Speaking at the event will be Paul Hertz, director of the Astrophysics Division, William Sparks, an astronomer with the Space Telescope Science Institute in Baltimore, Britney Schmidt, assistant professor at the School of Earth and Atmospheric Sciences at Georgia Institute of Technology in Atlanta and Jennifer Wiseman, senior Hubble project scientist at NASA's Goddard Space Flight Centre in Greenbelt, Maryland.
Europa's subsurface ocean
Scientists have long believed Europa has a liquid ocean beneath its icy exterior. It is thought to have a layer of salty water below a layer of ice that is 10 to 15 miles thick (15-20km). The ocean is liquid as a result of tidal heating – tidal forces make the moon flex and stretch, which creates heat.

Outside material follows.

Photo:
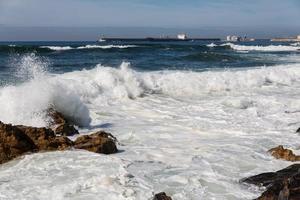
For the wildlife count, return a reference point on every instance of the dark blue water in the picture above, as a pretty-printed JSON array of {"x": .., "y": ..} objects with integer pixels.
[{"x": 144, "y": 56}]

This makes Europa's interior warmer, allowing the liquid ocean to remain liquid instead of freezing through.
The subsurface ocean is of particular interest to scientists because of its potential to host life. Nasa is currently planning a mission to Europa, having recently commissioned a team of experts to decide its goals. In it they hope to look at the composition of the ocean, the thickness of its shell and its surface geology. While its primary goal would not be to look for alien life astrobiologist and deputy chief scientist for solar system exploration at Nasa's Jet Propulsion Laboratory said: "Europa's ocean, to the best of our knowledge, isn't that harsh of an environment."
Earlier this year, a team from JPL released a study suggesting Europa's ocean could be Earth-like in its balance of chemical energy, specifically the ratio of oxygen and hydrogen. This means it could be supportive of life. "Europa is special for the potential to have a high ﬂux of oxidants to its ocean," the authors concluded. "We predict that Europa's large and persistent chemical ﬂuxes of oxygen and hydrogen... could balance in a way that is unique among potentially habitable icy worlds in the solar system. For this reason, Europa may have favoured the origin and evolution of life."